Correlations between cerebral arterial velocities, blood flow, and delayed ischemia after subarachnoid hemorrhage.
Elevated middle cerebral erythrocyte velocities and tissue hypoperfusion have been correlated with delayed ischemia after subarachnoid hemorrhage, but few studies have compared serial arterial velocities with cerebral blood flow and neurological deficits.
Serial measurements of middle cerebral velocities, using transcranial Doppler ultrasonography, were performed in 34 patients after subarachnoid hemorrhage and correlated with cerebral blood flow, measured in 20 of the 34 using single-photon emission computed tomography with technetium-99m hexamethylpropylene amine oxime and neurological evidence of delayed ischemia.
In 16 patients without delayed ischemia, eight had evidence of vasospasm (greater than 120 cm/sec), but only one of seven had hypoperfusion, suggesting that vasospasm might be more common than hypoperfusion in this group (p = 0.1). In 10 patients with delayed ischemia and a lateralizing deficit, both asymmetrical middle cerebral vasospasm (eight of nine with vasospasm) and hypoperfusion (six of six studied) were concordant with the clinically ischemic hemisphere (p less than 0.05).

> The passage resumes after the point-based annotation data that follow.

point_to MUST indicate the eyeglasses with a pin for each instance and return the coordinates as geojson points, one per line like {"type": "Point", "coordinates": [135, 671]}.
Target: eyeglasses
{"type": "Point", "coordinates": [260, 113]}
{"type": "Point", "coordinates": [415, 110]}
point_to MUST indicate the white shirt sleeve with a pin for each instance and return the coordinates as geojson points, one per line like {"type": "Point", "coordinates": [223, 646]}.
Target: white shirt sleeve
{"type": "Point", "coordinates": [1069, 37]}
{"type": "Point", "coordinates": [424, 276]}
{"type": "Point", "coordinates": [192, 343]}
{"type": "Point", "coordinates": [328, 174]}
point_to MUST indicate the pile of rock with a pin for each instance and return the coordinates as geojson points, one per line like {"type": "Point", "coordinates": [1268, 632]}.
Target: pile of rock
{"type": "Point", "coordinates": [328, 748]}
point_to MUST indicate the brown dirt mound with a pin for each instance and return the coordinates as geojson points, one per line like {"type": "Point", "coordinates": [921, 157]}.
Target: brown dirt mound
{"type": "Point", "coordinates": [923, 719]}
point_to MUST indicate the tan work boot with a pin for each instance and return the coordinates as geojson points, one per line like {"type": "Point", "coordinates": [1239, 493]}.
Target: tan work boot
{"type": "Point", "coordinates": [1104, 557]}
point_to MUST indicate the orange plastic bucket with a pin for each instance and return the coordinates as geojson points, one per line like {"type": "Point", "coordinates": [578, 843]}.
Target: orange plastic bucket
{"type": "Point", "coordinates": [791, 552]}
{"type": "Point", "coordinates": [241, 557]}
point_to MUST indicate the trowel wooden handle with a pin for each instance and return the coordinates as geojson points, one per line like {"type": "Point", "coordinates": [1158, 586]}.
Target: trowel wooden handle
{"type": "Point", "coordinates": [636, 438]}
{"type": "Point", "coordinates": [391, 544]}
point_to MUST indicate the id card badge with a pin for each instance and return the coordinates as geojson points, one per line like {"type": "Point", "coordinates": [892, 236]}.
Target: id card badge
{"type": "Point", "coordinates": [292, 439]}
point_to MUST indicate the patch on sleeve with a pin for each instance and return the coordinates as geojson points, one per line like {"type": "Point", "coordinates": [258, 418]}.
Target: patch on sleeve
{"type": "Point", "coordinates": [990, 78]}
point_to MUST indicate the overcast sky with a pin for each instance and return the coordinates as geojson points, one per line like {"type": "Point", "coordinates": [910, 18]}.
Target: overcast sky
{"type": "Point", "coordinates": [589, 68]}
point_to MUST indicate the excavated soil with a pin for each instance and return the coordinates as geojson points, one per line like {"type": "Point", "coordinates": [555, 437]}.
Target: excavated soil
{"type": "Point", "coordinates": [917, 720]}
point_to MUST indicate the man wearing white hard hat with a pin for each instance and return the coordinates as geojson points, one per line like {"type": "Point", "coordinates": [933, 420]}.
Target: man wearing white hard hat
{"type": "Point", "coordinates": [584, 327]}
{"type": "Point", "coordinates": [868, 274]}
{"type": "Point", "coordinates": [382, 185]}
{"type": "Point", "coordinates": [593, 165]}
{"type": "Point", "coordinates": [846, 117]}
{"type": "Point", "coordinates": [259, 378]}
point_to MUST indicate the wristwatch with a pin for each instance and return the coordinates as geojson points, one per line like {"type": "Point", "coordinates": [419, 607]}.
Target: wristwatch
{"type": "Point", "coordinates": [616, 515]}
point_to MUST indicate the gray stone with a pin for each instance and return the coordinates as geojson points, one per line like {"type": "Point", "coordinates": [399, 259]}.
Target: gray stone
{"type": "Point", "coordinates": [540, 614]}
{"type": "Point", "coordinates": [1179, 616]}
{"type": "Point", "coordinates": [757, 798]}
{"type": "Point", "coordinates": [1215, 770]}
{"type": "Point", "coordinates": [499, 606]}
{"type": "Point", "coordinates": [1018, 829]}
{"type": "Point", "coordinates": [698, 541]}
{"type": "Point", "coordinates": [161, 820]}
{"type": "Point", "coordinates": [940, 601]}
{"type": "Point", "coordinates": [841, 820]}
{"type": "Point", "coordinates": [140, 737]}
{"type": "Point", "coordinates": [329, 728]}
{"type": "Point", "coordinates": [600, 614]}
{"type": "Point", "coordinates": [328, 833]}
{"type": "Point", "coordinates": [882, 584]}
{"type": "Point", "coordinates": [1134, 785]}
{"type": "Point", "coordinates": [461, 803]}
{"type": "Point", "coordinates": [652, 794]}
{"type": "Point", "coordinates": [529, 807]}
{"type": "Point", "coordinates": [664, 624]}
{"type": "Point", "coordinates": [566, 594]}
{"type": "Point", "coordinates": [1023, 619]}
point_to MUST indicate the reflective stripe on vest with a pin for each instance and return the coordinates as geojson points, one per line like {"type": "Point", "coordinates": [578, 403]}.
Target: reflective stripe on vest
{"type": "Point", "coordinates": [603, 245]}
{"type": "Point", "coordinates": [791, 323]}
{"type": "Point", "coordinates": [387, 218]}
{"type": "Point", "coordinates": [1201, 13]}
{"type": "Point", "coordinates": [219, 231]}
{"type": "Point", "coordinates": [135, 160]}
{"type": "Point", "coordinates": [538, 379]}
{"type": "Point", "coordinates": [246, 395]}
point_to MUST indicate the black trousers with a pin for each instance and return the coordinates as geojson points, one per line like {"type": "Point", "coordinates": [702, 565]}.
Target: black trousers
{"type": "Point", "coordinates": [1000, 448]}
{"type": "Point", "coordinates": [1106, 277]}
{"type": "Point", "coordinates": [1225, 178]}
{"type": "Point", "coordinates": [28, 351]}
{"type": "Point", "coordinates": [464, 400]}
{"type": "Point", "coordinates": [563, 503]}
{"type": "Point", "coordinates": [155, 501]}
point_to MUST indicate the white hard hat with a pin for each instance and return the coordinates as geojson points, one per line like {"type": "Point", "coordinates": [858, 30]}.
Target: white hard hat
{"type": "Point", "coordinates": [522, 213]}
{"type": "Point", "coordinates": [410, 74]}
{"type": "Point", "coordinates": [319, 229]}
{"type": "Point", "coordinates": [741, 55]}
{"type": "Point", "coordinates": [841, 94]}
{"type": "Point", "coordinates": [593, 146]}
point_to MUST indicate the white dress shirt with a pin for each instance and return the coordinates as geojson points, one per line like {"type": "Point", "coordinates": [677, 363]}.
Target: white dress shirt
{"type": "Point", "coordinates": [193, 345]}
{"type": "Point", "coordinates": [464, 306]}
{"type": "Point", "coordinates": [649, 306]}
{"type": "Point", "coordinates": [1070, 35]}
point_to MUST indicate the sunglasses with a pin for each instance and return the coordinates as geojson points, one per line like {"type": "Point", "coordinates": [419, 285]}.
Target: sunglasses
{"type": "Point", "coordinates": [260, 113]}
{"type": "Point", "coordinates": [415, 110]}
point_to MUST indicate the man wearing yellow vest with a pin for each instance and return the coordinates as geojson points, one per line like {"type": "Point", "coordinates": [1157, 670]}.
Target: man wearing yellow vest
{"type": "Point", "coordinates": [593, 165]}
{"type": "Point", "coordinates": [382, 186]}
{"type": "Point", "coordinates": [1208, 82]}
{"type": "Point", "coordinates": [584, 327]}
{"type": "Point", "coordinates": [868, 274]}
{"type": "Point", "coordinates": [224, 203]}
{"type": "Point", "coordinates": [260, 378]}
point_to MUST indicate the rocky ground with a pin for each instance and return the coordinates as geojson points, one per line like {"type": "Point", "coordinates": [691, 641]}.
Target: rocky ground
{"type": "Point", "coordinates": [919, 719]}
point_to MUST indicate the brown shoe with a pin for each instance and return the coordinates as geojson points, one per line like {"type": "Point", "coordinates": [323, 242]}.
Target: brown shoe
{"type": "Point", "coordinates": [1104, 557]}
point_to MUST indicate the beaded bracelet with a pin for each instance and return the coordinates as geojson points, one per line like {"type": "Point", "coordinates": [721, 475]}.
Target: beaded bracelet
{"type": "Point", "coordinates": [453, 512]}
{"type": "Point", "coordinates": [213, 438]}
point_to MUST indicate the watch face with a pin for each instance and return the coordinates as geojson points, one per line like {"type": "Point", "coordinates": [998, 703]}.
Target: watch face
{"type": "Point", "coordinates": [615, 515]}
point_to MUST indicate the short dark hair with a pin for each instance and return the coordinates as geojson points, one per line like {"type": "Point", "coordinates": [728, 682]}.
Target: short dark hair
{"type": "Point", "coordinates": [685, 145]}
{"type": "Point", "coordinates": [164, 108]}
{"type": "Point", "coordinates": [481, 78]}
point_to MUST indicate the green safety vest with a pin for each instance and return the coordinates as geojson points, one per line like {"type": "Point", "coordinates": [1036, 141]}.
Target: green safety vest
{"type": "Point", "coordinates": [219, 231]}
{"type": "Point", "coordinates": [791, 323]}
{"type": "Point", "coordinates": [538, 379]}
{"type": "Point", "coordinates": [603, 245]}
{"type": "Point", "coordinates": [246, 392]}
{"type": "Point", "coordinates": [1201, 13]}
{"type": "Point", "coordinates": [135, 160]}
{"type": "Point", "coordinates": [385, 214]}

Vasospasm occurred with nonlateralized delayed ischemia in seven of eight patients and with hypoperfusion in five of six, affecting the anterior cerebral territory in three.
Concordant vasospasm and hypoperfusion were most often present in patients with delayed ischemia and lateralizing neurological deficits. Discordant results reflect inherent limitations and the different levels of the circulation monitored by the two techniques.